About 77% of clinical research execs expect to run decentralized trials in next 12 months: survey

Hybrid trials, hybrid trials, hybrid trials. Say it enough, and they will come. It appears the virtual or decentralized clinical trial landscape is here to stay as the growth of theses studies could outpace new traditional site-based studies in the coming year, according to Science 37.

That's based on a survey of 127 senior clinical research executives conducted during September and October. About 77% of respondents said they plan to run a hybrid trial in the next 12 months compared to 59% for the previous year. That's slightly higher than the 7 in 10 who said they plan to run traditional, site-based studies in the next 12 months.

Take it with a grain of salt, though, as the survey comes from one of the industry's biggest virtual trial providers. 

Those numbers are roughly comparable to a nearly 300-respondent survey from Veeva Systems last month that found 87% of sponsors and CROs use or plan to conduct trials digitally versus 28% that did prior to the pandemic. 

RELATED: Decentralized clinical trials skyrocketed during pandemic, but patient experience mixed bag: survey

Oncology is the most prevalent disease category for decentralized clinical trials, with 46% of respondents planning to run such studies in the next year, an 11% year-over-year increase, according to the survey. 

Disease areas expected to have the biggest increase in hybrid trial uptake are oncology, the central nervous system, rare diseases and immunology. Nearly all stages of clinical development will see significant increases, ranging from phase 2 to phase 4, according to the survey.

Decentralized trials have been heralded by some as a way to increase patient retention, speed up recruitment and enhance patient experience. Yet the new landscape of hybrid trials still needs to overcome hurdles such as integrating sites with hybrid methods, improving in-house capabilities and addressing regulatory concerns, the survey concluded. 

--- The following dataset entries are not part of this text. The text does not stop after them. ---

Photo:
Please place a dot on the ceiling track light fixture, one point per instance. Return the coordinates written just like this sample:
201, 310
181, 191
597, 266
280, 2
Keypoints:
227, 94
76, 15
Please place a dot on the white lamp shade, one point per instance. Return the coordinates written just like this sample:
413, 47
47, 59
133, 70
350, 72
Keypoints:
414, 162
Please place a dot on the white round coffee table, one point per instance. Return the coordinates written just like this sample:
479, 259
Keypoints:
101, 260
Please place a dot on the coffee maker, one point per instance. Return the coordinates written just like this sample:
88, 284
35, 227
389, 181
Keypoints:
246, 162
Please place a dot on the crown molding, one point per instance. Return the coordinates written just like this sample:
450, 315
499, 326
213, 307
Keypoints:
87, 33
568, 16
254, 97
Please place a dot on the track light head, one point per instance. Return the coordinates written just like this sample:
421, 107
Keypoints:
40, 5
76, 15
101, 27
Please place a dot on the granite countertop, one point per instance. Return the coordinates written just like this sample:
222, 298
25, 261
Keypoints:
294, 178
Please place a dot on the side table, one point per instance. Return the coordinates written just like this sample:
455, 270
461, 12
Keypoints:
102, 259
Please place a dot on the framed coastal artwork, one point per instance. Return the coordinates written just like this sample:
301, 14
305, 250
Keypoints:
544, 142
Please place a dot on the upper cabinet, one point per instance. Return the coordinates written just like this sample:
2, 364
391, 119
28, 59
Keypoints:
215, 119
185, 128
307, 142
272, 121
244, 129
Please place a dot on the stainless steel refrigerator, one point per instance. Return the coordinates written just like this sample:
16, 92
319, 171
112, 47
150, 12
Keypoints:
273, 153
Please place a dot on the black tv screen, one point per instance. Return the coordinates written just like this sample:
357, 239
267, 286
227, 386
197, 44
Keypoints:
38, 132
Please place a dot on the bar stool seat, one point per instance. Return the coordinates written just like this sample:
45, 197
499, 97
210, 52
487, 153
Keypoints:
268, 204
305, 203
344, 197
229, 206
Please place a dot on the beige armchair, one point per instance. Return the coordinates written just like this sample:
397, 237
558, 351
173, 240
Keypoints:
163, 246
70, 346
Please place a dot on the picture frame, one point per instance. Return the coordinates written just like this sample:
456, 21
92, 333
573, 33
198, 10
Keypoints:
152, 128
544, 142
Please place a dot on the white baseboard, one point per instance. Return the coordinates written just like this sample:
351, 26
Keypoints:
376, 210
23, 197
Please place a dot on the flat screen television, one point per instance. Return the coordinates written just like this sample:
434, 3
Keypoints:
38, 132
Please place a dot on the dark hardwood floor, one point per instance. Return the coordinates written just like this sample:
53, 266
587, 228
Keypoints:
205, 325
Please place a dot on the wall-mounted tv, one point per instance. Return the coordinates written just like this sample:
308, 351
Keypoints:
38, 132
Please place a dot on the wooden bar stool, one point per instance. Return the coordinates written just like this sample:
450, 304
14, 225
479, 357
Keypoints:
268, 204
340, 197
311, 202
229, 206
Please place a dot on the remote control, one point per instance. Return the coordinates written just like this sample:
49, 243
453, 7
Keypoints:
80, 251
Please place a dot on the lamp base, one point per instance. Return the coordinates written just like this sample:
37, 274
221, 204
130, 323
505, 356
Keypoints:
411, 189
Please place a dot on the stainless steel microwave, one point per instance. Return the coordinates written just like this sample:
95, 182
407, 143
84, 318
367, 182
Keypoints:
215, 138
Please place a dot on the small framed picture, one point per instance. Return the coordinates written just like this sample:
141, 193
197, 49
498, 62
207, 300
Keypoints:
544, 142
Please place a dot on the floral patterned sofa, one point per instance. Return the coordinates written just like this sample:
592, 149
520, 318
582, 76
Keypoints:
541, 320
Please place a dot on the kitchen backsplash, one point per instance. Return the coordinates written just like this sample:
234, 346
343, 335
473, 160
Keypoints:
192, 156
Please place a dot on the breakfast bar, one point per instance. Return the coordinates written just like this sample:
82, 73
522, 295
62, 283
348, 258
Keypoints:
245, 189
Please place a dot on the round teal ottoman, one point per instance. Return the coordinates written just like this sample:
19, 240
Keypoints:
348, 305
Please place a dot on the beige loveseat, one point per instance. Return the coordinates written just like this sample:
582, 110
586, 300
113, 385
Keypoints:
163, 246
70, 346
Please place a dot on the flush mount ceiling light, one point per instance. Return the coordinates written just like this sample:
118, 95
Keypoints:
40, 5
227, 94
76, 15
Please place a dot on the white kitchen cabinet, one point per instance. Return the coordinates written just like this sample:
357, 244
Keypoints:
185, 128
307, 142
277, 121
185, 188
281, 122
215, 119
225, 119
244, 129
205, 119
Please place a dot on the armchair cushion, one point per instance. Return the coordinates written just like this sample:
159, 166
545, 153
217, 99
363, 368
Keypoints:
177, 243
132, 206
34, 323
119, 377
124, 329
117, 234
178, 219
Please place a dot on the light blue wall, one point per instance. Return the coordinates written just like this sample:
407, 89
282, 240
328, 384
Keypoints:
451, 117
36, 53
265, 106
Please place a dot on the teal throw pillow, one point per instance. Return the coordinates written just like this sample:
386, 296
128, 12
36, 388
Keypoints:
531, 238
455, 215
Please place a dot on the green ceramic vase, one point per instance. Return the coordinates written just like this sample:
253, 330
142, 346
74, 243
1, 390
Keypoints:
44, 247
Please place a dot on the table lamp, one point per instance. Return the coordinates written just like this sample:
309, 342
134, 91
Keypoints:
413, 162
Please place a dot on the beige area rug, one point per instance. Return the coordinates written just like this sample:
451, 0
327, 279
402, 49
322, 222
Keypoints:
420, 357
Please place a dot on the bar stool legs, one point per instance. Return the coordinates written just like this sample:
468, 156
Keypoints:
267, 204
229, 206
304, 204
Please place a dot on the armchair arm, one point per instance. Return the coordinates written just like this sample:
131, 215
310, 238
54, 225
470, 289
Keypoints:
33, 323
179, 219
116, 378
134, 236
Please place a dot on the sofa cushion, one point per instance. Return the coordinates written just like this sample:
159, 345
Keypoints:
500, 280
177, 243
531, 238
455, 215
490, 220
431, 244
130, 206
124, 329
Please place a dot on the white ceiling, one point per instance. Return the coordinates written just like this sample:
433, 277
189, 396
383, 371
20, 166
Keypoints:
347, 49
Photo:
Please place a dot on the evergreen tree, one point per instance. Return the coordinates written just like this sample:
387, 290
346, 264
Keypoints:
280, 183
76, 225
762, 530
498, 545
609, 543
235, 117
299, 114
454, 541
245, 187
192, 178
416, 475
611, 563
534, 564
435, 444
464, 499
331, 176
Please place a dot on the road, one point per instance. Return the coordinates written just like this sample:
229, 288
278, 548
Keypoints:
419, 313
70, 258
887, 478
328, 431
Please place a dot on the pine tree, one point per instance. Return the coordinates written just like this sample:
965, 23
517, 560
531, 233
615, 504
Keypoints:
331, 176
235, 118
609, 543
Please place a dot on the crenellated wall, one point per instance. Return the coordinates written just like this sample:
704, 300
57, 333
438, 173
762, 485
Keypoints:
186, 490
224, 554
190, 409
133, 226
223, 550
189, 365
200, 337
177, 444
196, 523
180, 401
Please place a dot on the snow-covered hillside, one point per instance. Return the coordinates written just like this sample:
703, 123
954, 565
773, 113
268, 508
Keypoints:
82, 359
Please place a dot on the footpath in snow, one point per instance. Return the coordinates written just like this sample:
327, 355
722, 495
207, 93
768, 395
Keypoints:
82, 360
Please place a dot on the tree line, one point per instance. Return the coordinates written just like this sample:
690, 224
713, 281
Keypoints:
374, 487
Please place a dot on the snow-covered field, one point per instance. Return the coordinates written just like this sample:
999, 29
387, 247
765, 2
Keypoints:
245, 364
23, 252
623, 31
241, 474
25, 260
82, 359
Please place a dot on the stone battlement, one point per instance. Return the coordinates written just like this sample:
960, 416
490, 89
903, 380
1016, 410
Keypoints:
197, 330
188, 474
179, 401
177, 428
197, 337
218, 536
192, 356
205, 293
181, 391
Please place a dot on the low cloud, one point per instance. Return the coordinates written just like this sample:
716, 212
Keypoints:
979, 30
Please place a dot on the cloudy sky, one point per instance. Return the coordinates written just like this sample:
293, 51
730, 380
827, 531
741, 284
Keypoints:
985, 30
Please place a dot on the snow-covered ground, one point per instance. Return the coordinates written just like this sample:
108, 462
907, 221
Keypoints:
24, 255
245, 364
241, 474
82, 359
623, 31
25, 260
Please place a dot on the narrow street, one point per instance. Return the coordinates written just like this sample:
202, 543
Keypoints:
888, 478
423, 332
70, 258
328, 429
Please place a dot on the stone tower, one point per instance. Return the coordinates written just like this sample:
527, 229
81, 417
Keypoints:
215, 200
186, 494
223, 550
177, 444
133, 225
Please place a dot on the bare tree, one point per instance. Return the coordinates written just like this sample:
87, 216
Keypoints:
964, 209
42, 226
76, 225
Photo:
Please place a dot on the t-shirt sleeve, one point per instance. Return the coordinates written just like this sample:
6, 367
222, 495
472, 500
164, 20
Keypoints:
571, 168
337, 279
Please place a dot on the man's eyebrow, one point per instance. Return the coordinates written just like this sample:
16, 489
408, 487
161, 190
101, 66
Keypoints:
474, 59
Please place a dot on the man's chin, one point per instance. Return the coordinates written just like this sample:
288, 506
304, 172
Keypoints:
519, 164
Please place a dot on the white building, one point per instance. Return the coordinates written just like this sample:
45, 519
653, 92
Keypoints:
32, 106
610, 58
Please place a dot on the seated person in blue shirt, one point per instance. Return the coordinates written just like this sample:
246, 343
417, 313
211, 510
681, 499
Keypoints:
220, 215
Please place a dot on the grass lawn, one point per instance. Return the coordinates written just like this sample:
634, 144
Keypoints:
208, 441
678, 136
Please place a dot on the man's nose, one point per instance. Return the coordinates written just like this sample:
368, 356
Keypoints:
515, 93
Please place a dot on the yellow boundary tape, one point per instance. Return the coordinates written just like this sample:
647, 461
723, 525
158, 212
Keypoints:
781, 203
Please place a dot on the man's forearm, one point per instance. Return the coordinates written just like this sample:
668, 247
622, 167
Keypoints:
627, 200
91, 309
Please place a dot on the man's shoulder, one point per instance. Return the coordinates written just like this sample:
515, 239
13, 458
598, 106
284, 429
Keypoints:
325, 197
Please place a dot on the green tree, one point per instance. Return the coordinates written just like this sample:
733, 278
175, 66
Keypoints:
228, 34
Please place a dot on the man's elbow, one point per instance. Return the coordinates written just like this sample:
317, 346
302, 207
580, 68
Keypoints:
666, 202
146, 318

RELATED: Medable adds $304M to treasure chest with 4th raise in 18 months for virtual trials

The rising number of virtual or hybrid clinical trials comes as investors pump a hefty amount of cash into startups in the decentralized study world. For its part, Science 37 went public last month—raising $235 million in proceeds via its blank-check merger—and now has a market capitalization of $1.48 billion. 

Competitor Medable reeled in $521 million in the past 18 months, including a whopping $304 million series D last month. Reify Health has also raised hundreds of millions, with a $220 million series C in August.

And don't forget the crop of younger startups also raising dough: Lightship, Castor, Slope, ObvioHealth and others.